Even if the old magic has faded, Arsene Wenger still manages to keep Arsenal's players in his thrall

Mesut Ozil's comments about a wish that Wenger stays shows the respect his squad still have for him

BY Raf Diallo 15:21 Thursday 19 January 2017, 15:21 19 Jan 2017

Arsenal's French manager Arsene Wenger, right, goes for the ball beside his German players Mesut Ozil, center, and Per Mertesacker during a training session at the club's facilities in London Colney, England, Tuesday, Nov. 5, 2013. (AP Photo/Matt Dunham)

Once again as another Arsene Wenger contract ticks towards its expiration date, there are murmurings about how long the three time Premier League winning Arsenal manager will keep up his career in elite management.

But as advanced playmaker Mesut Ozil suggested, Wenger's future at Arsenal is intrinsically tied to whether the German World Cup winner signs a new deal.

"The club knows that I am here most of all because of Arsène Wenger. He is the one who signed me and he is the one whose trust I have," Ozil told Kicker magazine recently.

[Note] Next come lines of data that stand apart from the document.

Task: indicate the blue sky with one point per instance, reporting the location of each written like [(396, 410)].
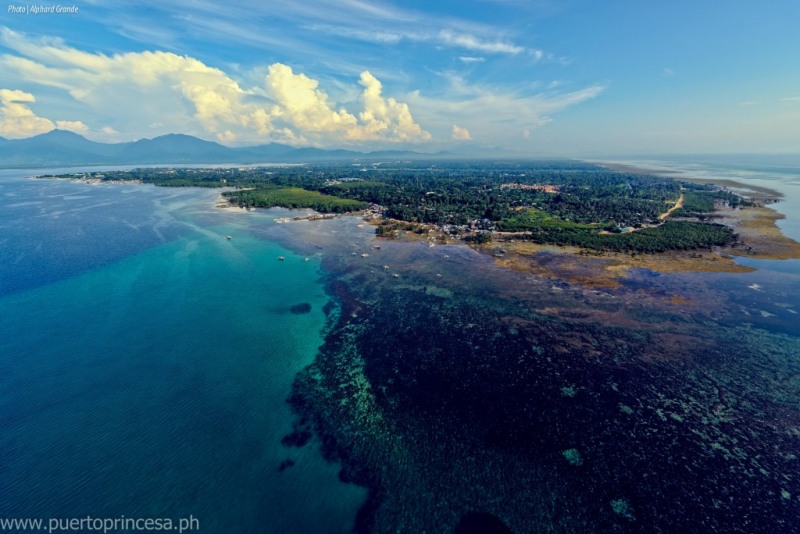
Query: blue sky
[(572, 78)]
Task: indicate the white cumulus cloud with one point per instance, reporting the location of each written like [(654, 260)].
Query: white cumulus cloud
[(159, 92), (18, 120)]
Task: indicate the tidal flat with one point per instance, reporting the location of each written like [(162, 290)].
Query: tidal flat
[(665, 403)]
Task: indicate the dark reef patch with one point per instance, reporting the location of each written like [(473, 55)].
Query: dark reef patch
[(480, 523), (299, 309), (548, 407), (286, 464)]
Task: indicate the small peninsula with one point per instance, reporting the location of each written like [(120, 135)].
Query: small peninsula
[(512, 206)]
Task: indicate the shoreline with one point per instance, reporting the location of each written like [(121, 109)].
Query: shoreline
[(752, 191)]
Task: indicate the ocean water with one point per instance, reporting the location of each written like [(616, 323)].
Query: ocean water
[(778, 173), (145, 362)]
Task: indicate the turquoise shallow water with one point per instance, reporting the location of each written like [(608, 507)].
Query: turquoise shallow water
[(145, 361)]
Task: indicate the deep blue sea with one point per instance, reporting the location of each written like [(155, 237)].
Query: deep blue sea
[(145, 361)]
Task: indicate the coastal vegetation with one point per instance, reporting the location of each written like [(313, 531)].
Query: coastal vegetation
[(550, 202), (292, 197)]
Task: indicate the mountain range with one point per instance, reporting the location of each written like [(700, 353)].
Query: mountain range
[(64, 148)]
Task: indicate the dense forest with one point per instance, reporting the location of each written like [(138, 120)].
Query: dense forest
[(556, 202)]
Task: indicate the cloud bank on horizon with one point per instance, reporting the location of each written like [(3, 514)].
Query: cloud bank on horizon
[(540, 77)]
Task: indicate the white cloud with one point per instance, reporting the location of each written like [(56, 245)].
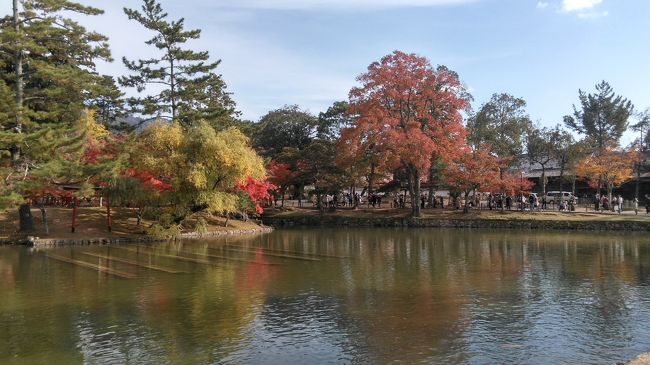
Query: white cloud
[(334, 4), (593, 14), (579, 5)]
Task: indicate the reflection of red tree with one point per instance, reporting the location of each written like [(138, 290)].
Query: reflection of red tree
[(7, 274), (254, 276)]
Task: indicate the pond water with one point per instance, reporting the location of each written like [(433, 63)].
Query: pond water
[(312, 296)]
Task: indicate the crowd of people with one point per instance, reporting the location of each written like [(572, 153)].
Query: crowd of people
[(490, 201)]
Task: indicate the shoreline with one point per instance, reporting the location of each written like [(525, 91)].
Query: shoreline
[(507, 220), (37, 242)]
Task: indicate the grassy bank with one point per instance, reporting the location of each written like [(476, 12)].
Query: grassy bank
[(371, 213), (91, 224)]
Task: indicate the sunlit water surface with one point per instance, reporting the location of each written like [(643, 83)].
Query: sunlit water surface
[(332, 296)]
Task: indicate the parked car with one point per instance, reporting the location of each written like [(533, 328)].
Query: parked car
[(555, 197)]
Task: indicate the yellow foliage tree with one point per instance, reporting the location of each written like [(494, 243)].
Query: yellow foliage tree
[(608, 170), (202, 164)]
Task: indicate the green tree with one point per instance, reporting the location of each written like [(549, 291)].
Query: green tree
[(287, 127), (333, 120), (501, 123), (48, 61), (540, 146), (47, 67), (643, 128), (602, 117), (190, 89)]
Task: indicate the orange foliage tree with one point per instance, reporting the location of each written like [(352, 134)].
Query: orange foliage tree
[(608, 169), (409, 113)]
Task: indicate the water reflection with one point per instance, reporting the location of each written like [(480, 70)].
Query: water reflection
[(331, 296)]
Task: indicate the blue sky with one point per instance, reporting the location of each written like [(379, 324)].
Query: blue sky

It comes back to that wider point about the cult of the manager which still survives at the likes of Arsenal where Wenger is Mr Arsenal and in some ways all things to all men: Coach, squad builder... and lightning rod for criticism.

Over the years as Arsenal's familiar failings rear their heads at inopportune moments to derail trophy tilts and spark mounting criticism from the "Wenger Out" sections of the fanbase, the manager is still held in high esteem by one of the key constituencies: the squad of players.

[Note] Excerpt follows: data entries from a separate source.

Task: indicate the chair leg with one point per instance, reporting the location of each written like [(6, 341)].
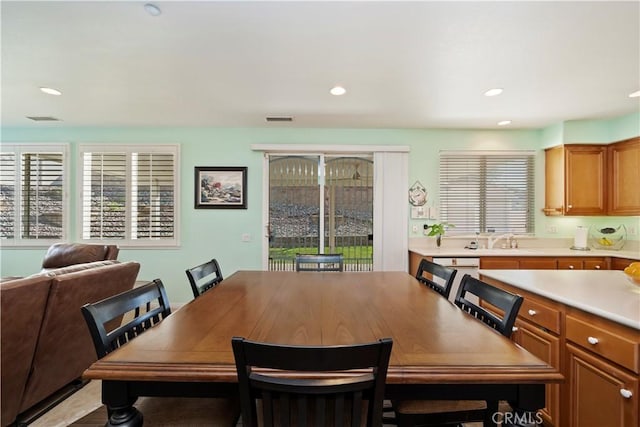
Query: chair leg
[(489, 415)]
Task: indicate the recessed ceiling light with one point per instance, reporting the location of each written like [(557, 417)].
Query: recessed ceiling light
[(152, 9), (50, 91), (338, 90), (493, 92)]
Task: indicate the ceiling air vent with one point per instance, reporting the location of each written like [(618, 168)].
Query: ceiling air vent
[(279, 119), (43, 119)]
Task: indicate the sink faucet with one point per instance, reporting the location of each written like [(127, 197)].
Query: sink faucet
[(491, 241)]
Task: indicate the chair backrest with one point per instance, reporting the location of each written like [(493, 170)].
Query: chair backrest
[(141, 308), (204, 277), (445, 273), (319, 262), (308, 399), (506, 301)]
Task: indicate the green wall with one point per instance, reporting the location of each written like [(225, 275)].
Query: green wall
[(217, 233)]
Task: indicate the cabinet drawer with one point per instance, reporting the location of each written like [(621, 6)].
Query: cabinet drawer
[(595, 264), (540, 315), (570, 264), (607, 344)]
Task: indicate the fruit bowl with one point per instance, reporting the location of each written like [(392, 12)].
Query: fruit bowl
[(608, 238)]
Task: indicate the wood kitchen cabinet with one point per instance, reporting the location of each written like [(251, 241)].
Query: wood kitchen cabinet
[(575, 180), (599, 359), (621, 263), (585, 263), (544, 263), (601, 394), (593, 179), (623, 165), (545, 346)]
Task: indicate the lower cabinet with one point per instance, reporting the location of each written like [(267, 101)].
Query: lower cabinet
[(546, 347), (544, 263), (601, 394), (599, 359)]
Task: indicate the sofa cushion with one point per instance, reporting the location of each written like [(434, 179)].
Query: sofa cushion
[(51, 272), (22, 307), (65, 348), (64, 254)]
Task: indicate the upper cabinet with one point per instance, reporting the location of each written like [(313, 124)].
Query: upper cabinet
[(593, 179), (624, 177), (575, 180)]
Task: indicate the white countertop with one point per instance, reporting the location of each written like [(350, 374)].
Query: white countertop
[(424, 250), (605, 293)]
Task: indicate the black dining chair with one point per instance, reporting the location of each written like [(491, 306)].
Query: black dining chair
[(443, 412), (436, 270), (204, 277), (318, 395), (319, 262), (116, 320)]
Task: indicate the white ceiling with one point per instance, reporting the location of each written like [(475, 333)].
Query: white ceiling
[(404, 64)]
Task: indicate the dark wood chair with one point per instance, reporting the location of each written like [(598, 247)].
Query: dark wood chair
[(117, 320), (204, 277), (439, 412), (436, 270), (312, 398), (319, 262)]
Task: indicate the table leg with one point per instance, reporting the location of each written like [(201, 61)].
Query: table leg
[(122, 413)]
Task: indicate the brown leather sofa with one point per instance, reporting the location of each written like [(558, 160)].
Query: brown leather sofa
[(66, 254), (45, 343)]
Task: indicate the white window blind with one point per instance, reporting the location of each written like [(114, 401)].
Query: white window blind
[(487, 191), (129, 194), (33, 187)]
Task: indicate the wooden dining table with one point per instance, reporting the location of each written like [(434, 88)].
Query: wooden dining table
[(439, 351)]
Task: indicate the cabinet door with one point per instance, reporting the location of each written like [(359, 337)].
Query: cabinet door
[(621, 263), (536, 263), (554, 181), (584, 180), (546, 347), (600, 393), (624, 176)]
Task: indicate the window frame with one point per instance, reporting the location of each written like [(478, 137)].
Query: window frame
[(128, 241), (528, 155), (19, 149)]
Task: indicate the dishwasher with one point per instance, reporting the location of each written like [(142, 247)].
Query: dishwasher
[(464, 266)]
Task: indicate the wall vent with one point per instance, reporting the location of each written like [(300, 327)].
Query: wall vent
[(280, 119), (43, 119)]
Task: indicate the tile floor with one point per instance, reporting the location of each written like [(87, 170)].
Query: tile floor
[(86, 401)]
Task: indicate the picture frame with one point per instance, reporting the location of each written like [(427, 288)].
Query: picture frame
[(220, 187)]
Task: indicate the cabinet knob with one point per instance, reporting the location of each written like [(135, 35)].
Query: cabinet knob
[(626, 393)]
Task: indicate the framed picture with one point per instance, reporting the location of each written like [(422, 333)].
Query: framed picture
[(223, 187)]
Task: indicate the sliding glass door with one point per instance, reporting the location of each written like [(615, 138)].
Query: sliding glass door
[(321, 204)]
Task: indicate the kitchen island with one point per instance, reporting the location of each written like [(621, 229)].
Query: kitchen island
[(587, 324)]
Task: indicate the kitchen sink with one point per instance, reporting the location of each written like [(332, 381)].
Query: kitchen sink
[(489, 252)]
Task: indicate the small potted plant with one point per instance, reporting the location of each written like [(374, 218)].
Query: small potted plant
[(438, 230)]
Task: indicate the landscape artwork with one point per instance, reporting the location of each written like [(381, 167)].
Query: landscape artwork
[(223, 187)]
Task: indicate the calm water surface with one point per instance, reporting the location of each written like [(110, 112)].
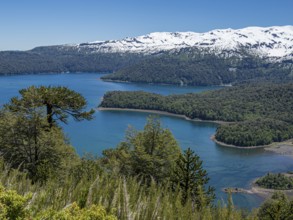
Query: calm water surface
[(226, 166)]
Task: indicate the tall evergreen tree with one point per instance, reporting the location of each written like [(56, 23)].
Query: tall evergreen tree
[(59, 103), (190, 176)]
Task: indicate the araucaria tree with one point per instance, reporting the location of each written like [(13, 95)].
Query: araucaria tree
[(58, 102), (190, 176), (30, 140)]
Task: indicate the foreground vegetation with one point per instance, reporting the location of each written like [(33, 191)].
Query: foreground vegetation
[(145, 177), (261, 113), (277, 181)]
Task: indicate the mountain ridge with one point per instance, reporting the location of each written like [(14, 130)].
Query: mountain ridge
[(272, 42)]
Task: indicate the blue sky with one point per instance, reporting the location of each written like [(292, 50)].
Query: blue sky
[(25, 24)]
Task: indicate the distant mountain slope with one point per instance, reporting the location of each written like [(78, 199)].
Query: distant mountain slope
[(274, 41), (184, 58)]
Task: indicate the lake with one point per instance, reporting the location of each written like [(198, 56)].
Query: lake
[(226, 166)]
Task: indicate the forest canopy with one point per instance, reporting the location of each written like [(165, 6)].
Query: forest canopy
[(258, 114)]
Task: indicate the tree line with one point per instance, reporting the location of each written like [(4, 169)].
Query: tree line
[(145, 177), (260, 113), (193, 67)]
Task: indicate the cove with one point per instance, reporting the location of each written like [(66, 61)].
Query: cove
[(227, 167)]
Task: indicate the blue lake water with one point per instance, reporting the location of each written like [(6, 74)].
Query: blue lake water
[(226, 166)]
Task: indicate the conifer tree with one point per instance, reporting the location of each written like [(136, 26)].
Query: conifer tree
[(58, 102), (190, 176)]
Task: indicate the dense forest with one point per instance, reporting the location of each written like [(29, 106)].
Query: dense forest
[(276, 181), (193, 67), (145, 177), (259, 113), (189, 66)]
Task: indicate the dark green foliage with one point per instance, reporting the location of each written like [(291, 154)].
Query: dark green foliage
[(264, 110), (193, 67), (59, 102), (149, 154), (28, 145), (190, 176), (276, 208), (276, 181), (254, 133)]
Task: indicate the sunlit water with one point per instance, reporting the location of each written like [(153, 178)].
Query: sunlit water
[(226, 166)]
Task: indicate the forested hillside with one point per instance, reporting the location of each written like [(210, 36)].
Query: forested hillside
[(187, 66), (193, 67), (261, 113)]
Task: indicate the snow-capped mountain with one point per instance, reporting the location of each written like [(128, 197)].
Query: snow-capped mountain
[(276, 41)]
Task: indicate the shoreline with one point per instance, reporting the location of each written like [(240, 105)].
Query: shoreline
[(257, 190), (213, 138), (162, 113), (284, 148)]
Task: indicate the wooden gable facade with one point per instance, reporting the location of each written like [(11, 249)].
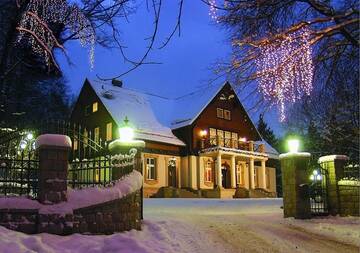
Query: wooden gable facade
[(236, 122), (91, 114)]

Olivier Giroud who has found goalscoring form again after being left on the bench for the start of the season - albeit his return was delayed by deep involvement at Euro 2016 - still maintains unwavering support for Wenger.

And publicly at least, the Arsenal striker feels it is a sentiment shared by the squad at large.

"We hope that the boss will sign a new contract. Because we all want to keep going with this squad," he said, echoing Ozil.

That is remarkable given the shelf life for managers, even for someone with the longevity and expertise that Wenger has. 

As his rival Jose Mourinho found out to his cost at Chelsea last season, discontent can erupt very quickly and force out even those managers with the greatest aura around them.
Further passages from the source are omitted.